Book Two: Growth - Chapter Ninety-Five: Kinship to Matilda

Book Two: Growth - Chapter Ninety-Five: Kinship to Matilda

After the initial lightning clashes, River and Bastet have a few almost hesitant exchanges. Bastet feints at River, clearly not wanting to commit and then have a spear strike her; River remains mostly on the defensive, also clearly not wanting to commit to an ineffective offensive.

“Alright, stop there,” I say. They both do, relaxing and turning to look at me quizzically.

Did you not wish us to fight to yield? River asks me, surprised. I shake my head.

“Not necessarily. The point of this isn’t to beat the other person, it’s to improve your own technique and fighting approach. So, while I check you both over and heal any injuries, think about what you learned from that little exchange.”

Master, my injuries are inconsequential: I can easily fight again, River protests.

Mine too, Bastet adds. I shake my head again.

“I also need to practise Flesh-Shaping – that’s part of it. So while I’m fully aware that neither of you suffered anything worse than a scratch there, you’re not the only ones this sparring is for!” I finish with a smile, not wanting either of them to think that I’m angry. With my explanation, their hackles – metaphorical and literal – go down and a sense of thoughtfulness comes across the link.

Curious to see whether I can heal River with the mana left in him earlier, I move closer but don’t touch him. Concentrating on the link that remains intact, I focus on sending that little bit of mana to the still-bleeding scratches on his chest.

What I quickly find is that telling the mana to ‘heal River’s injuries’ is useless. Expected, since I’ve lost the automatic healing of Lay-on-hands, but a little annoying.

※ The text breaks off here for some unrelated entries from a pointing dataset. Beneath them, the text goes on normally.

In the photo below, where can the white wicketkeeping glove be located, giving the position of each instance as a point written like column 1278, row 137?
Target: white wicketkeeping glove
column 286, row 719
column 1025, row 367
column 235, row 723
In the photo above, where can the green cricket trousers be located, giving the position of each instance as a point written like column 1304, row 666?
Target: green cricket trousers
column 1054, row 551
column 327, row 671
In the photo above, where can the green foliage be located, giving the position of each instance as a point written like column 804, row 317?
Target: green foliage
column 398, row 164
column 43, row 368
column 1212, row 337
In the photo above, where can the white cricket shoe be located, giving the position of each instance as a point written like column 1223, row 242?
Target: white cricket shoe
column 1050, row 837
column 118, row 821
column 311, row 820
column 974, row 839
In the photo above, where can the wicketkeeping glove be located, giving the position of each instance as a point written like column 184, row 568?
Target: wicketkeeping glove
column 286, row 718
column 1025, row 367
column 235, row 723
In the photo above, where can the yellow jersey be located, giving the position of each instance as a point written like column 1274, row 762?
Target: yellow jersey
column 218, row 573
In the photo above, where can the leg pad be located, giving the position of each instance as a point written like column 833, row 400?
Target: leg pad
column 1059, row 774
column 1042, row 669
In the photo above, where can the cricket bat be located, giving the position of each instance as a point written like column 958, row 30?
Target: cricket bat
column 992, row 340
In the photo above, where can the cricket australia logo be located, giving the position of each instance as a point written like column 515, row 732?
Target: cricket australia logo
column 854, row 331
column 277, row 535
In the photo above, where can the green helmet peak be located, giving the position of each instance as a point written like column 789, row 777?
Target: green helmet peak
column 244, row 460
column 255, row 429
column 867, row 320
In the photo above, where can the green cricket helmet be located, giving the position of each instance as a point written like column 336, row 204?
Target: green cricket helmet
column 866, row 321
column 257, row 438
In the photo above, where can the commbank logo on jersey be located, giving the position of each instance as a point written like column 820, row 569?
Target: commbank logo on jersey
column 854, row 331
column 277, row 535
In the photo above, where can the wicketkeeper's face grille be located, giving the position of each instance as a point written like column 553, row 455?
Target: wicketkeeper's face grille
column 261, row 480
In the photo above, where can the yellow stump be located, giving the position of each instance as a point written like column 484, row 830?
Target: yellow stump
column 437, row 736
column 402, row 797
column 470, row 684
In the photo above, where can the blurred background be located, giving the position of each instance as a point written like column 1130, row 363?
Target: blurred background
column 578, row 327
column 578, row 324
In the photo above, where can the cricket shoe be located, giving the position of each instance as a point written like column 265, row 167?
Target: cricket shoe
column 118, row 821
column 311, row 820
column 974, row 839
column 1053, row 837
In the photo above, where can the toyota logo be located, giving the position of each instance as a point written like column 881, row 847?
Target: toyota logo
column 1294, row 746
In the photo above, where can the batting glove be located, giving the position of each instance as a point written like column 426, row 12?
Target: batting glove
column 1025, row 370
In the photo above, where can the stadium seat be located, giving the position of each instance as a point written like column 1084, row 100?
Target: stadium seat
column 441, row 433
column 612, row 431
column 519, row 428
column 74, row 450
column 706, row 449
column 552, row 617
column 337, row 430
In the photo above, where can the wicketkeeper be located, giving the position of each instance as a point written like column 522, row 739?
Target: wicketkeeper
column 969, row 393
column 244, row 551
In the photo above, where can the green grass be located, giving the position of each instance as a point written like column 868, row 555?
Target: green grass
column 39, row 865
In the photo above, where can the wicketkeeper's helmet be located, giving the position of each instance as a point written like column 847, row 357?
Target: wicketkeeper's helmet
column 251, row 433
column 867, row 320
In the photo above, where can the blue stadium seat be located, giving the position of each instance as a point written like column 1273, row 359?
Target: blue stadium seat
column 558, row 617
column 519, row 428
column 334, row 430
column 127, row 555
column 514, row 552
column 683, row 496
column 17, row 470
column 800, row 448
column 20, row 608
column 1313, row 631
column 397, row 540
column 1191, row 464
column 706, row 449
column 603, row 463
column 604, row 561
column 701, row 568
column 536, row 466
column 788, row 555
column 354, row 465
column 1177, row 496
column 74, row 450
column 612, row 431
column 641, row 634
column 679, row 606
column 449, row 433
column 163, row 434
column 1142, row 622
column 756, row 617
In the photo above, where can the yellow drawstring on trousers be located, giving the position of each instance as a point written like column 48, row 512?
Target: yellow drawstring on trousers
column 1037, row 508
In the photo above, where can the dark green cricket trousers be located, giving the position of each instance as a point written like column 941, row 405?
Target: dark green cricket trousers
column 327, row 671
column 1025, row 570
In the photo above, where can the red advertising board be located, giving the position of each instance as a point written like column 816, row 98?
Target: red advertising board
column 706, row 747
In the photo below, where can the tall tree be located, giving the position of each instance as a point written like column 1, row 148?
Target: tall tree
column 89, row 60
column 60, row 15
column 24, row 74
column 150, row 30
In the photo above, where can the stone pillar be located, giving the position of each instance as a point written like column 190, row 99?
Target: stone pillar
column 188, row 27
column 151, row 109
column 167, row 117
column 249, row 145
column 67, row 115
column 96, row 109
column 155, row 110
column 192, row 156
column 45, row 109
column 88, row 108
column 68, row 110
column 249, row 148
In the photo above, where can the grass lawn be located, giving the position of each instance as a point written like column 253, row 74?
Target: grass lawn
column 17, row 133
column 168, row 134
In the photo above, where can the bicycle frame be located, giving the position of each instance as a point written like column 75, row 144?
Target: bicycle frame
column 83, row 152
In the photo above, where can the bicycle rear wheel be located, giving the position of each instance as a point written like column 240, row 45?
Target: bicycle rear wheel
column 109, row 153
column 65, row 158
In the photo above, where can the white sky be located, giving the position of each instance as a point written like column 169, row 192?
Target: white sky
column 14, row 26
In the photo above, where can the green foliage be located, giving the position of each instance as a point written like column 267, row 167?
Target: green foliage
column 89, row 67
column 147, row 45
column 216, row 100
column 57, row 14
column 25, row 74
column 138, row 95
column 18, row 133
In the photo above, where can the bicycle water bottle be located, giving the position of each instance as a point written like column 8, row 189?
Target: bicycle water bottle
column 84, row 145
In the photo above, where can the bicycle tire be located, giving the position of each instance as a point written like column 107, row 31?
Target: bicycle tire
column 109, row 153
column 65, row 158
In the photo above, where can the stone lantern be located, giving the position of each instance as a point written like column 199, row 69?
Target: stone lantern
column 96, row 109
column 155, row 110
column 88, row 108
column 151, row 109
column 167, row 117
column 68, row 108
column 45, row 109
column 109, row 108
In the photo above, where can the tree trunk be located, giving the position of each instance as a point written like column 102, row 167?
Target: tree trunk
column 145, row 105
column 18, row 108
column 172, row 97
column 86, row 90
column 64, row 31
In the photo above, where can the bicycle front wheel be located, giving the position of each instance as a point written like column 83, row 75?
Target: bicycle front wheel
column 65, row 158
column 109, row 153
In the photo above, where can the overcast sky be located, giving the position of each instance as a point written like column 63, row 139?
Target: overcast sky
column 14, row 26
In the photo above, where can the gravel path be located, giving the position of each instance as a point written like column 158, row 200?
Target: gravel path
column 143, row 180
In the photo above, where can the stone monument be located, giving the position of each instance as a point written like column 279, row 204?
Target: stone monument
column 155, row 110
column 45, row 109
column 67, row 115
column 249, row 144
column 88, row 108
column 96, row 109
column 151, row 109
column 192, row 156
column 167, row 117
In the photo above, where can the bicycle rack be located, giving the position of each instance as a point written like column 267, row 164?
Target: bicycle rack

However, I do have some success. I am able to direct the mana to the wounds and start healing them.

The problem is that I have to focus so strongly on the mana that I become blind to everything else around. In fact, closing my eyes works better as that shuts out the distraction of my vision. My other senses are easier to ignore without literally closing my ears or nose, and once I’ve sufficiently managed to reduce the input of my senses, I’m able to move the mana. It’s a bit like trying to make something levitate with one’s mind; I feel a sudden kinship to Matilda.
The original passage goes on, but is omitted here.